Si l'employeur justifie de son impossibilité de proposer un emploi, dans les conditions prévues aux articles L. 1226-10 et L. 1226-11, au salarié déclaré inapte titulaire d'un tel contrat ou si le salarié refuse un emploi offert dans ces conditions ou si l'avis du médecin du travail mentionne expressément que tout maintien du salarié dans l'emploi serait gravement préjudiciable à sa santé ou que l'état de santé du salarié fait obstacle à tout reclassement dans l'emploi, l'employeur est en droit de procéder à la rupture du contrat.

Les dispositions visées aux articles L. 1226-10 et L. 1226-11 s'appliquent également aux salariés en contrat de travail à durée déterminée.

La rupture du contrat ouvre droit, pour le salarié, à une indemnité dont le montant ne peut être inférieur au double de celui de l'indemnité prévue à l'article L. 1234-9. Cette indemnité de rupture est versée selon les mêmes modalités que l'indemnité de précarité prévue à l'article L. 1243-8.

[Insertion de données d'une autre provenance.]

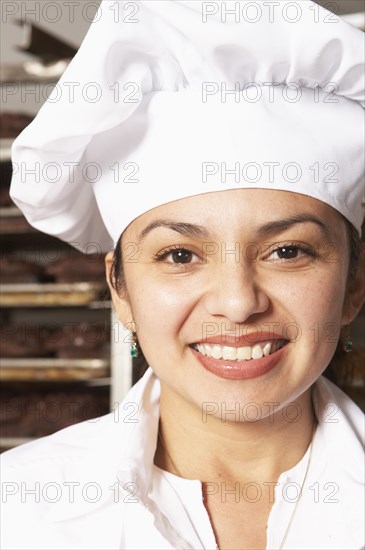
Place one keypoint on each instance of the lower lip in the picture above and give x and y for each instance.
(240, 370)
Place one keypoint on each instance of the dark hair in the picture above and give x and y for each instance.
(337, 371)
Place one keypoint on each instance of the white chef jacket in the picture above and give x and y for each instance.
(93, 485)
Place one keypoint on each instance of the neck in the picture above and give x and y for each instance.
(230, 450)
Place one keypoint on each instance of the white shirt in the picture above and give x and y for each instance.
(94, 485)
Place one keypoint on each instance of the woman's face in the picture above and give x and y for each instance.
(241, 273)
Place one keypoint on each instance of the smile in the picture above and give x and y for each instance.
(245, 353)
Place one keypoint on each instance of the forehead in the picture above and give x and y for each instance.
(243, 210)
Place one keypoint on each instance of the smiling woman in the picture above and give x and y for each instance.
(232, 249)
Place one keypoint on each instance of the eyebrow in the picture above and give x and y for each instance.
(184, 228)
(270, 228)
(277, 226)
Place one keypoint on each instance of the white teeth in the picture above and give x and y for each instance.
(257, 352)
(244, 354)
(229, 353)
(217, 352)
(267, 349)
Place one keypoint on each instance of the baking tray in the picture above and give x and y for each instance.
(49, 294)
(59, 370)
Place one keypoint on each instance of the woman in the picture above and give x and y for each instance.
(237, 225)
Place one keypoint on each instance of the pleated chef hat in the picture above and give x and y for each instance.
(169, 99)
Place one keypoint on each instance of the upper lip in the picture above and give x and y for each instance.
(240, 341)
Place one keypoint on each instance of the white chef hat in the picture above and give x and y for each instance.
(169, 99)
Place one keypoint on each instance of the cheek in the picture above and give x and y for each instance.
(159, 308)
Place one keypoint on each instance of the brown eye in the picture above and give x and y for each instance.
(181, 256)
(288, 252)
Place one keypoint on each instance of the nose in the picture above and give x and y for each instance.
(235, 292)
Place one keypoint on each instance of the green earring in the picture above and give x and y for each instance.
(134, 346)
(347, 343)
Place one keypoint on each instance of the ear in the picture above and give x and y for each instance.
(120, 299)
(355, 294)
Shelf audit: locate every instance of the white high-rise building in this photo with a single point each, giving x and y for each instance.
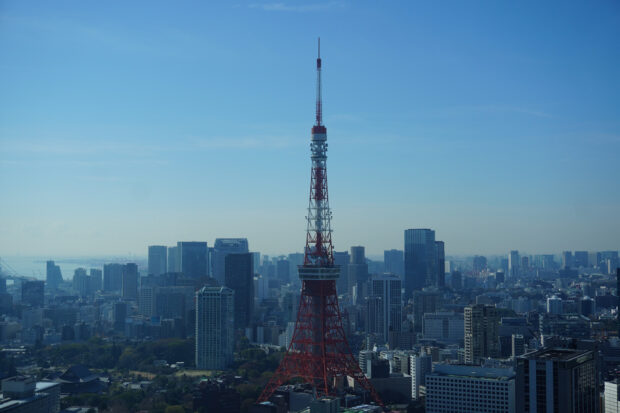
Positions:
(215, 328)
(444, 326)
(612, 402)
(158, 259)
(420, 366)
(554, 305)
(513, 264)
(389, 314)
(464, 389)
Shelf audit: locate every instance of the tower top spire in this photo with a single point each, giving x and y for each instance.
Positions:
(319, 100)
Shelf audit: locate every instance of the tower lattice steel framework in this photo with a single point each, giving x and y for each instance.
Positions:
(319, 353)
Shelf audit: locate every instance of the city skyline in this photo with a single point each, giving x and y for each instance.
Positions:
(496, 142)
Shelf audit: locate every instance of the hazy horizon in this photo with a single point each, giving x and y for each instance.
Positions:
(125, 125)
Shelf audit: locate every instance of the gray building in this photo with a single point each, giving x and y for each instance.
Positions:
(158, 260)
(215, 321)
(53, 276)
(464, 389)
(192, 258)
(358, 273)
(239, 276)
(481, 333)
(342, 259)
(557, 380)
(223, 247)
(513, 264)
(394, 262)
(387, 287)
(112, 277)
(173, 259)
(129, 290)
(420, 260)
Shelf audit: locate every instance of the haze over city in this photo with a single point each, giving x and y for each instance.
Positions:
(495, 124)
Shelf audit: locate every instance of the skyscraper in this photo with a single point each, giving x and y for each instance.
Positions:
(567, 259)
(33, 293)
(192, 259)
(173, 259)
(112, 277)
(513, 264)
(481, 333)
(358, 273)
(451, 389)
(440, 259)
(388, 288)
(342, 259)
(223, 247)
(130, 282)
(283, 271)
(420, 260)
(158, 260)
(479, 264)
(394, 262)
(215, 323)
(239, 277)
(96, 279)
(557, 380)
(53, 275)
(581, 259)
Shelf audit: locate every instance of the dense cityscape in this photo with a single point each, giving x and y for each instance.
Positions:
(129, 336)
(220, 324)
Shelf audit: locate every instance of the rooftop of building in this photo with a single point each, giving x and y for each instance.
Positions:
(563, 354)
(473, 371)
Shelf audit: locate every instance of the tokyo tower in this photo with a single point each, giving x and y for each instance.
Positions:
(319, 353)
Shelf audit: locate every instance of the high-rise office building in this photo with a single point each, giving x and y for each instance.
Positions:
(513, 264)
(81, 282)
(581, 259)
(420, 366)
(119, 314)
(283, 271)
(456, 279)
(440, 264)
(129, 287)
(112, 277)
(214, 328)
(612, 396)
(158, 260)
(555, 305)
(223, 247)
(481, 333)
(567, 259)
(517, 344)
(53, 275)
(394, 262)
(447, 327)
(343, 260)
(479, 264)
(33, 293)
(239, 277)
(456, 389)
(96, 279)
(557, 380)
(358, 273)
(420, 260)
(387, 287)
(193, 261)
(425, 301)
(173, 259)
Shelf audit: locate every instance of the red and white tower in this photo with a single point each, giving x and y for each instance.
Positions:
(319, 353)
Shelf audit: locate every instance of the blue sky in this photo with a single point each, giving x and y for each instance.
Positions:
(124, 124)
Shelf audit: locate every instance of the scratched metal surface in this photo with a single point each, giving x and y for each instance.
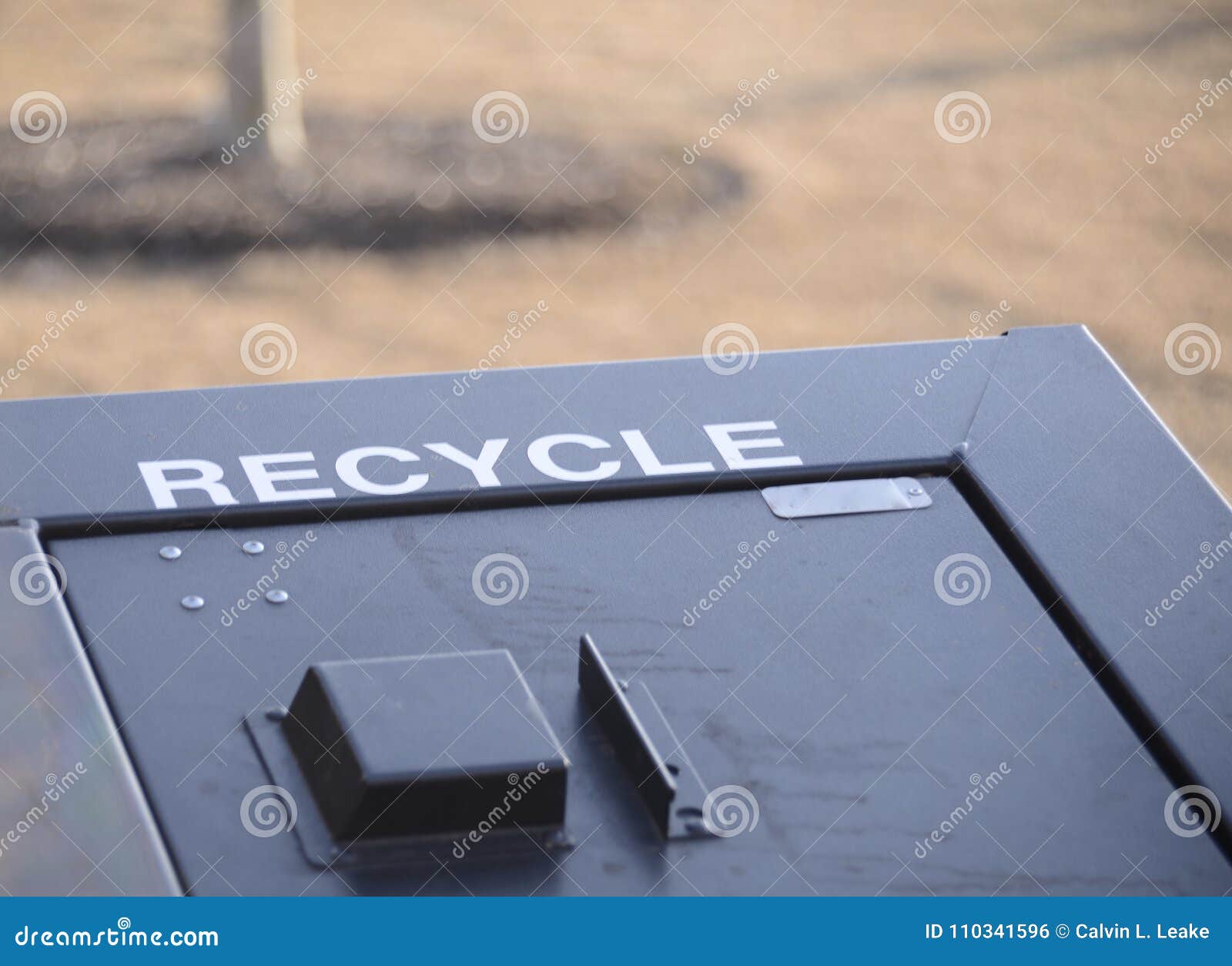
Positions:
(832, 682)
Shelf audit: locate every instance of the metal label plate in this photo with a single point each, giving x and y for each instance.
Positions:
(847, 497)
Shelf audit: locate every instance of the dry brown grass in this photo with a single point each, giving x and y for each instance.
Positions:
(860, 224)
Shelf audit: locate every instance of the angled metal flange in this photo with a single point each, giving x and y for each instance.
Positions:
(638, 730)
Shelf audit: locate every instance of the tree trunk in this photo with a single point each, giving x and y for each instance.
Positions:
(262, 68)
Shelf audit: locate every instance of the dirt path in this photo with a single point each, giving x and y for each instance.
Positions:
(858, 221)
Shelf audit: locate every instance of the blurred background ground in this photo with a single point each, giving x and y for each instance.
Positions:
(852, 220)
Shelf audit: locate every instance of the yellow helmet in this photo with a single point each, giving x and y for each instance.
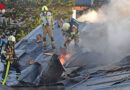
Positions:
(44, 8)
(65, 26)
(11, 38)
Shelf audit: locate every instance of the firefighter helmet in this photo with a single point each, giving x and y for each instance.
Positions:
(65, 26)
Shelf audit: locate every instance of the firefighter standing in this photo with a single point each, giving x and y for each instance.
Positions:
(2, 43)
(9, 58)
(47, 22)
(70, 32)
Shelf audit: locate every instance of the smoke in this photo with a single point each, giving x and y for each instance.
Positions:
(108, 30)
(92, 16)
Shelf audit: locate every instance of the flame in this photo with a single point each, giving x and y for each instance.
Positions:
(64, 58)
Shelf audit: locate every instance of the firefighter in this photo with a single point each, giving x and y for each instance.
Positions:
(2, 43)
(70, 32)
(60, 22)
(47, 22)
(2, 7)
(8, 58)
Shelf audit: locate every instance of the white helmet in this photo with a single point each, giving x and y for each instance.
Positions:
(65, 26)
(11, 38)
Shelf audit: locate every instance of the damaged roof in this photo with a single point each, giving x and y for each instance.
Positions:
(97, 77)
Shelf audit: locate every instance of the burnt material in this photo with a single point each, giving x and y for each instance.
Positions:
(52, 72)
(53, 87)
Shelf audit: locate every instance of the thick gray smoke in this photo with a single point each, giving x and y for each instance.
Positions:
(110, 37)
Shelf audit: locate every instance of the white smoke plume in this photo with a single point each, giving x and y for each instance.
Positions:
(109, 31)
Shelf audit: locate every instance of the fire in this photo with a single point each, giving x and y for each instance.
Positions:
(64, 58)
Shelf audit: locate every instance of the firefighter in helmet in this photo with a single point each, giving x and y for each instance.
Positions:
(9, 58)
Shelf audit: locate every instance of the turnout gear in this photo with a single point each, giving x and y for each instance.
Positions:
(9, 58)
(2, 43)
(11, 38)
(65, 26)
(44, 8)
(47, 25)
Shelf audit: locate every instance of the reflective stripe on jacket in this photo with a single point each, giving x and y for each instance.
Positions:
(46, 19)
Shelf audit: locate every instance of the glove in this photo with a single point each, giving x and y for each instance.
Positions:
(53, 27)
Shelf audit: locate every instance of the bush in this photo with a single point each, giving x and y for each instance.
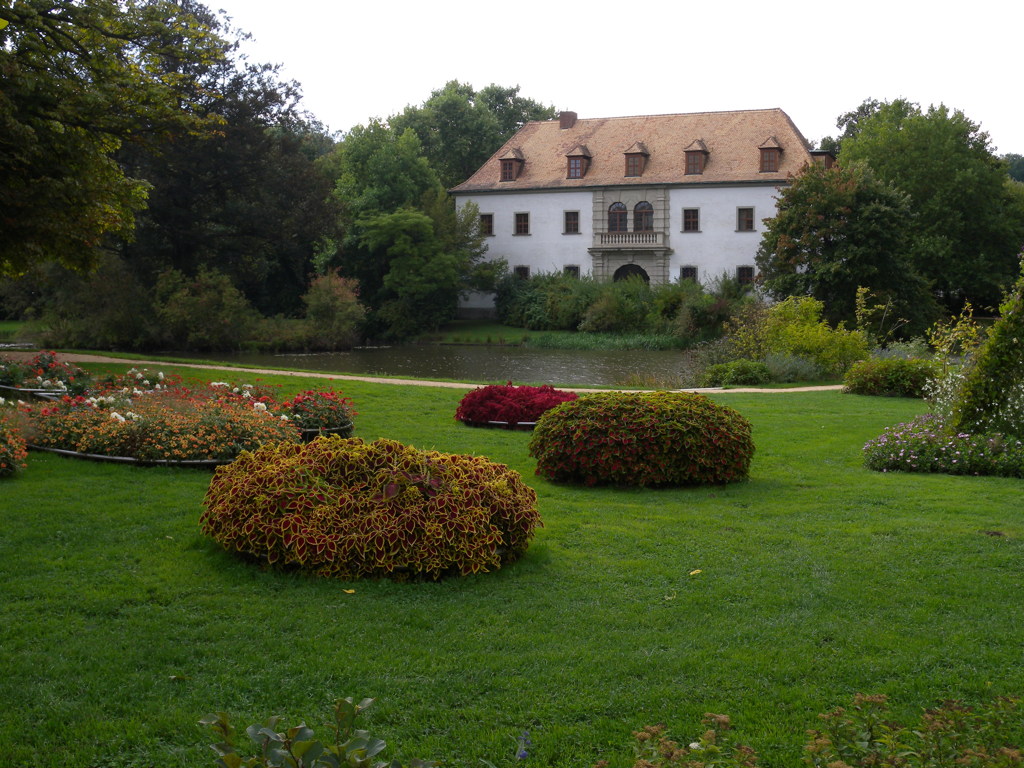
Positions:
(347, 509)
(991, 397)
(924, 445)
(736, 372)
(334, 315)
(176, 424)
(44, 371)
(206, 312)
(785, 369)
(12, 449)
(642, 438)
(893, 377)
(508, 403)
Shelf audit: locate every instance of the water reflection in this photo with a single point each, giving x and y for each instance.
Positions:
(492, 365)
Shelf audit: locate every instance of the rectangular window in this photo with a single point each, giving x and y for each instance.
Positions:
(691, 219)
(508, 170)
(769, 161)
(487, 224)
(522, 223)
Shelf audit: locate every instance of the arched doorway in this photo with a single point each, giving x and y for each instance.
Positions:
(631, 270)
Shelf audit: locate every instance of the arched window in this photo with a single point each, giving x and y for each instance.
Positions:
(643, 217)
(617, 218)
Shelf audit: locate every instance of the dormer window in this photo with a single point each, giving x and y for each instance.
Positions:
(771, 154)
(636, 160)
(696, 156)
(512, 163)
(578, 162)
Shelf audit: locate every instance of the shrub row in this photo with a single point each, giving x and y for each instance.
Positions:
(348, 509)
(642, 438)
(893, 377)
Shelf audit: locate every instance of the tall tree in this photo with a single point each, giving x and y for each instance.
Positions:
(77, 80)
(839, 229)
(247, 200)
(460, 128)
(967, 227)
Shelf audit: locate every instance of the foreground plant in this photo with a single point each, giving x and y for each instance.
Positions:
(299, 748)
(347, 509)
(12, 446)
(862, 736)
(44, 372)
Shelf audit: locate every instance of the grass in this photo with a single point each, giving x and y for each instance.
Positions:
(121, 626)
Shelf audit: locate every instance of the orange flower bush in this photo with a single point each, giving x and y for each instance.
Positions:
(173, 424)
(347, 509)
(12, 452)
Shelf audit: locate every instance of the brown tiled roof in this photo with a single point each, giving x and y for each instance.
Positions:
(732, 140)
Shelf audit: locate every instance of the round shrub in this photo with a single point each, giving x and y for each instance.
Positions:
(509, 404)
(642, 438)
(736, 372)
(344, 508)
(892, 377)
(12, 450)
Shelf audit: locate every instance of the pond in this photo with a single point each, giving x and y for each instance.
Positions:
(492, 365)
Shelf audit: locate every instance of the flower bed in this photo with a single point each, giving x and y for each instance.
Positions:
(347, 509)
(508, 406)
(43, 374)
(12, 445)
(924, 445)
(154, 419)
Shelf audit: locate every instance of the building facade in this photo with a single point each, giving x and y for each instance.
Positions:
(664, 197)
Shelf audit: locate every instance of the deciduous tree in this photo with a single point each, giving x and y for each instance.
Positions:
(840, 228)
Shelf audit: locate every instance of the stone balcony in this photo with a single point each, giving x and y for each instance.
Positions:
(631, 241)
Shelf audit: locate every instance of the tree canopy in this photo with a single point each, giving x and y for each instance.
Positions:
(968, 224)
(839, 229)
(78, 81)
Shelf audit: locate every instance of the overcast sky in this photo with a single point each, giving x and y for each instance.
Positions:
(357, 60)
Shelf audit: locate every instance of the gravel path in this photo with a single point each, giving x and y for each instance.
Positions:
(72, 357)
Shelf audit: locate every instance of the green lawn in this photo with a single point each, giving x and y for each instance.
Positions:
(121, 626)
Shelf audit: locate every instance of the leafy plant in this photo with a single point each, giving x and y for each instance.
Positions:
(645, 438)
(736, 372)
(44, 371)
(892, 378)
(924, 445)
(12, 450)
(172, 424)
(317, 409)
(509, 403)
(347, 509)
(991, 397)
(299, 748)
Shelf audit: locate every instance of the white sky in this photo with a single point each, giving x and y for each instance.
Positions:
(813, 58)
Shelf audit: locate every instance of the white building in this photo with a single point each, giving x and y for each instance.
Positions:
(666, 197)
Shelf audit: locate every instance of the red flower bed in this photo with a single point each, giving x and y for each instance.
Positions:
(509, 404)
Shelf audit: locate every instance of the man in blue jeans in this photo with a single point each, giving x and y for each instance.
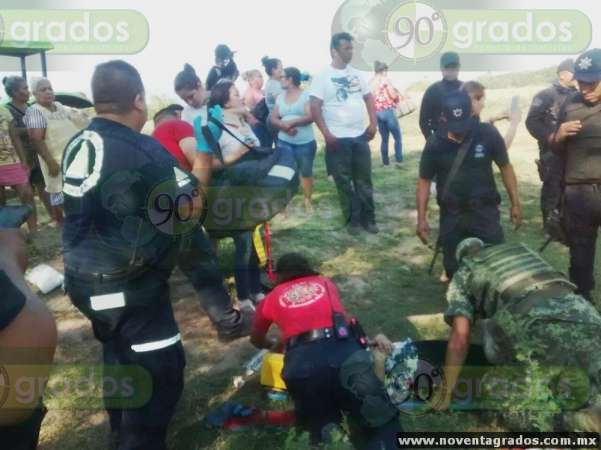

Sont ainsi confirmés les points suivants :

  • L'obligation de reclassement est réputée satisfaite lorsque l'employeur a proposé un emploi, en prenant en compte l'avis et les indications du médecin du travail ;
  • Lorsqu'il est impossible à l'employeur de proposer un autre emploi au salarié, il lui fait connaître par écrit les motifs qui s'opposent à son reclassement (l’article L 1226-12 évoque ce point pour une inaptitude d’origine professionnelle, et l’article L 1226-2-1 au titre d’une inaptitude d’origine non professionnelle).

Dispense obligation de reclassement 

La loi travail apporte une modification importante à ce sujet.

Désormais, l’employeur est dispensé de son obligation de proposer un reclassement, sous réserve de la mention expresse dans l'avis du médecin du travail :

  • Que tout maintien du salarié dans un emploi serait gravement préjudiciable à sa santé ;
  • Ou que l'état de santé du salarié ferait obstacle à tout reclassement dans un emploi.

Désormais, dans l’esprit d’harmoniser les règles de reclassement, cette possibilité est ouverte :

  • En cas d’inaptitude d’origine professionnelle (consécutive à un accident du travail ou une maladie professionnelle) ;
  • Mais également en cas d’inaptitude d’origine non professionnelle.